Red Rocks Amphitheater outside of Denver was slated to be one of the first music venues to implement Amazon’s palm-recognition technology for ticketless entry. (Photo by Corey Thompson, via Flickr, Creative Commons 2.0.)

Red Rocks Amphitheater in Colorado no longer plans to implement the Amazon One palm-scanning technology, after a campaign by musicians and activists to block the plan by ticketing service AXS and parent company AEG Worldwide, according to advocacy group Fight for the Future.

AXS announced the plan in September, saying at the time, “Amazon One will first be offered by Amazon at Red Rocks Amphitheater in Denver starting today, where AXS will deploy the first stand-alone ticketing pedestals including Amazon One, with additional Amazon One enabled venues planned to come in the future.”

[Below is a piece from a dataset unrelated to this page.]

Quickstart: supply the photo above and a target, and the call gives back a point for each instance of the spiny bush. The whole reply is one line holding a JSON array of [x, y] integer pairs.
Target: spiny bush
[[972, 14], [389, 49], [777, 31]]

In an open letter after the announcement, artists including Tom Morello (Rage Against the Machine, Audioslave), Kathleen Hanna (Bikini Kill, Le Tigre), and many others objected due privacy and security concerns.

“For many of us, concerts and live events are some of the most memorable and enjoyable experiences of our lives,” they wrote. “The spread of biometric surveillance tools like palm scans and facial recognition now threatens to destroy that, transforming these spaces into hotspots for ICE raids, false arrests, police harassment, and stolen identities.”

Fight for the Future quotes a representative of Denver Arts and Venues, which manages Red Rocks, saying that the organization hasn’t been in touch with Amazon for several months and doesn’t plan to implement the technology: “I’m not sure what the future of this technology is, but at this point it doesn’t involve our venues.”

Amazon One palm recognition technology as shown in a photo distributed by AXS announcing the plan for ticketless entry at Red Rocks last fall. (AXS Photo via BusinessWire.)

We’ve contacted Amazon and AXS for comment on the news, which was reported Thursday by Rolling Stone

On the Amazon One site, the company says the technology “was designed in accordance with Amazon’s long-standing privacy policies and controls, and is protected by on-device and cloud-based security measures.”

In an update on the campaign site, organizers called on others to follow suit: “Now AXS, AEG, other entertainment companies and venues everywhere must follow Red Rocks’ lead and immediately cancel all plans to use Amazon palm scanning and ban all biometric technology at live events once and for all.”

Amazon launched the Amazon One technology in September 2020 at the Amazon Go store in Seattle. The technology has since rolled out to a variety of locations, including its own retail stores and venues such as Seattle’s Climate Pledge Arena, which hosts the Seattle Kraken NHL team in addition to concerts and shows.